Cabbage should be planted to mature during cool weather. You can grow spring and fall crops where the cool but frost-free growing season is five months or more in length. Cabbages need a sunny site and firm soil. Prepare the soil in fall by adding well-rotted manure or garden compost and then leave it over winter to consolidate. Before planting cabbages, make sure the soil is well firmed by shuffling along the surface on your heels, then rake it flat.
Cabbages contain a fair amount of vitamin C with smaller quantities of vitamins A and B and also calcium and iron. Cabbage can ward off such ailments as stomach ulcers, headaches, arthritis, heart disease, Alzheimer’s, and even cancers. For any of you that suffer from sore muscles, cabbage has wonderful anti-inflammatory properties, due to amino-acids it contains.
Traditionally, cabbages should be sown in prepared seed beds, a site away from your main vegetable plot, then transplanted later in the season. This is because sowing cabbages at their final spacings in your main vegetable plot would take up a lot of room early in the growing season. Sow your cabbages into your main vegetable plot, at their final spacings, which is 30-45cm (12-18in) between plants and rows, depending on the cabbage type. To provide cabbages throughout the year, seeds need to be sown at different times.
All the groups of cabbages are grown in exactly the same way, just the sowing times vary.
– Spring cabbage: Sow in July/August; transplant in September/October.
– Summer cabbage: Sow from late February/early March (under cloches or similar cover) until early May; transplant in May/June.
– Winter cabbages: Sow in April/May; transplant in late June/July.
Red cabbages are usually grown for pickling. Sow in spring for autumn use eventually spacing the plants 45cm apart. A summer sowing will provide much larger heads the following year. These plants are better after they have been touched by frost. Similar to green cabbage, but with dark reddish-purple leaves. We think the flavor is a little deeper and earthier.
Transplant the young plants to their final growing position when plants have five or six true leaves, setting the lowest leaves at ground level. Water well the day before moving, firm in well after transplanting. When the heads begin to form, generous watering will greatly improve head size.
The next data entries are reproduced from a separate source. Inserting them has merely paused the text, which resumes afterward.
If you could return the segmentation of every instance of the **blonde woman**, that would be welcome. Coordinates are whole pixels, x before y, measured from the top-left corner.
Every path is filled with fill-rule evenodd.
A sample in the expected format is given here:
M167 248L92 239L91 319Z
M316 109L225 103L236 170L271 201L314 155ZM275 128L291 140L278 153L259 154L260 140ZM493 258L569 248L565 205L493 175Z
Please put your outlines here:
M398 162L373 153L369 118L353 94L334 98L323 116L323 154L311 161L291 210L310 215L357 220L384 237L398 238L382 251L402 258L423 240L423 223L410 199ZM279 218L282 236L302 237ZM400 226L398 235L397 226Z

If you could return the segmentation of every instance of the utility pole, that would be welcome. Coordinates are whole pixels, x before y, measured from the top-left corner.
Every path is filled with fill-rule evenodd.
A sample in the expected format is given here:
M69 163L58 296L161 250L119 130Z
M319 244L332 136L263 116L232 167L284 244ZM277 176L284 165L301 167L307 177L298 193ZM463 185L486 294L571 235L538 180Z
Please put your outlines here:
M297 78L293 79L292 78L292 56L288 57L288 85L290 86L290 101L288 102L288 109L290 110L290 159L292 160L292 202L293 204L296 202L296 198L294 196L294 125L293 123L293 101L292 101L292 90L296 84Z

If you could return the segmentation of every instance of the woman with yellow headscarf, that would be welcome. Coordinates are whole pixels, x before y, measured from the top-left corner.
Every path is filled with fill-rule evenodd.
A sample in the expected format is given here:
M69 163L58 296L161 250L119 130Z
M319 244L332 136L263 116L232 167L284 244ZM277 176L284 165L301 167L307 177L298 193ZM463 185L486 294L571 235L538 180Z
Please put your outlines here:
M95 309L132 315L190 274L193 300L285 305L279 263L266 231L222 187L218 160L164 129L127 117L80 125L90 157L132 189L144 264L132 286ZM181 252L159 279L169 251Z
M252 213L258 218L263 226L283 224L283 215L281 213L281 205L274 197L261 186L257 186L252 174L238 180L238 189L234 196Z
Late cabbages need extra nitrogen and more potash to enable them to withstand winter weather. Spring cabbages can be helped by applying a dusting of nitro-chalk along the rows.
Varieties:
Each of the varieties of cabbage had a different flavor and texture.
‘Duncan’ AGM: A spring cabbage which produces a plentiful crop of small, pointed mid-green heads.
‘Kilaxy’: This summer cabbage has good club-root resistance and has tasty firm, compact heads ready from late summer to autumn.
‘Protovoy’ AGM: This is a winter Savoy cabbage with dark green outer leaves and solid hearts.
‘January King 3’: A winter cabbage with attractive red-tinged leaves. It stands well over winter.
Savoy Cabbage: This is the prettiest cabbage in the bunch! They’re shaped like green cabbages, but the leaves are deep green and deeply crinkled. Their flavor is mild and earhty, and the leaves are tender even when raw. Heads should be compact and tight, but will have a little more give to them because of the wrinkled leaves.
Harvesting
Usually harvested as and when required, but both Red and winter white cabbage can be cut in early November and stored for use over winter, in boxes lined with straw, placed in a cool dry area, once the roots and outer leaves have been removed.
Care
Grow cabbage rapidly with frequent light applications of high-nitrogen fertilizer and regular watering. Cabbage responds favorably to the cool, moist soil conditions produced by a mulch of hay or straw.
The most serious pest of the cabbage is the green cabbage worm, the larva of a small, white butterfly often found hovering over cabbage patches in late spring. Cabbage worm feeds on the tender young leaves, producing ragged holes, and often burrows into the heads. Good control can be achieved by using one of the dusts or sprays for chewing insects; Bacillus thuringiensis and rotenone are effective.
You can control cabbage root maggot,-a small, yellowish white maggot that tunnels into the roots and causes plants to wilt, by spraying the ground around young seedlings with diazinon.